Sorry, can you repeat your question, please.

B
Bodanapu Krishna
executive

Deal closure delays...

K
Karthikeyan Natarajan
executive

Yes. No, I think that's going to be a start stop, right? What we also looked at was out of our top 40 customers. There are 5 or 6 of them are going through some unique issues which are not necessarily industry specific, but it is customer-specific. So some of them, we do see delays. And we started seeing better decision-making maybe in the last 4 weeks or so as compared to what we have seen in the initial part of Q1, and again, this is too difficult to generalize across all segments in some segments like what we have seen on aerospace, automotive, energy, I think they definitely have a compelling reason for them to invest, and some of the discretionary areas where they can defer, and we have seen some delays and not necessarily significant delays.

Operator

Ladies and gentlemen, that would be our last question for today. I now hand the conference back to the management for their closing remarks. Thank you, and over to you.

K
Karthikeyan Natarajan
executive

Thank you very much. Thank you for joining the call this evening. It has been a very important quarter for Cyient. As we've talked about, we've been able to fix the DLM business and now have a clear focus in both our businesses on this side with Digital, Engineering and Technology, and on the other side, with [indiscernible].
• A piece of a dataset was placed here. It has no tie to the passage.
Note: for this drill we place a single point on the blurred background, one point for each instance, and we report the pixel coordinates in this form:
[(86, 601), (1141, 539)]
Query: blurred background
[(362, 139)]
So we're very excited about where things stand. We had a good start to the quarter. Revenue moderated a bit, but that was expected, but we're still holding to our guidance from the revenue perspective and also the 50 bps or so increase in guidance from a margin perspective. We are very confident where things stand. Thank you for the support, and we'll again speak next quarter. Thank you.

Operator

Thank you very much. Ladies and gentlemen, on behalf of Cyient Limited, that concludes this conference. Thank you all for joining us, and you may now disconnect your lines. Thank you.